村井知事が、震災当時多くの高齢者が大川小に避難し教員らがその対応に追われた、教員らの努力を否定できない。と発言したことに対し反論させていただきます。先に提出されました、震災当日子供を迎えに行った保護者のAさんの陳述書で、Aさんは、大川小の校庭に子供達と教員らと子供達の保護者が何人か居たが、近所のお年寄りはいなかった。さらに、何人かの教員らは校庭にいる子供達の回りに立っていて、石坂教頭がボードのような物を持ち、迎えに来た保護者の確認をしていた。と言っています。すなわち、大川小に地域の人達が押し寄せることも無く、指揮を執らなければならなかった校長代理の教頭が、自ら引渡しを勤め、さらに他の教員らも子供達の周りに立っていました。よって教員らは地域住民の対応に追われてはおらず、さらに避難を検討する余裕もあったことがわかります。このような教員らの行動の、一体どこに努力を感じるのでしょうか。知事は不確かな情報をあたかも真実のように公言し、教員らをかばう振りをして世論を味方につけ、教育行政の責任を免れようとしています。
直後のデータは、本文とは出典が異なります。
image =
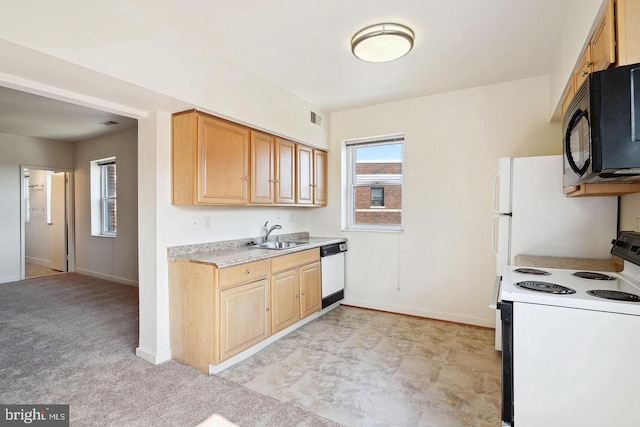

また、震災から1年後の2012年3月11日、知事が大川小を訪れた際のことです。知事は私にこう言いました。三角地帯の方を向いて「こっちじゃないよなぁ」と言うと、今度は裏山の方を向いて「こっちだったよなぁ」と。つまり、教員らが子供達を避難させるのは、三角地帯ではなく、裏山だった。三角地帯への移動は判断ミスだったということを言ったのです。知事自身も十分わかっていたのです。そうであるならば専決処分で控訴を決めるのではなく、二度とこのような事件が繰り返されないように、首長として、県、国ぐるみで学校防災を見直し、私達の声に耳を傾け、改善に取り組むべきだったのではないでしょうか。大川小の事件をなおざりにし、やり過ごそうとしている宮城県の対応に強い不信感を抱きます。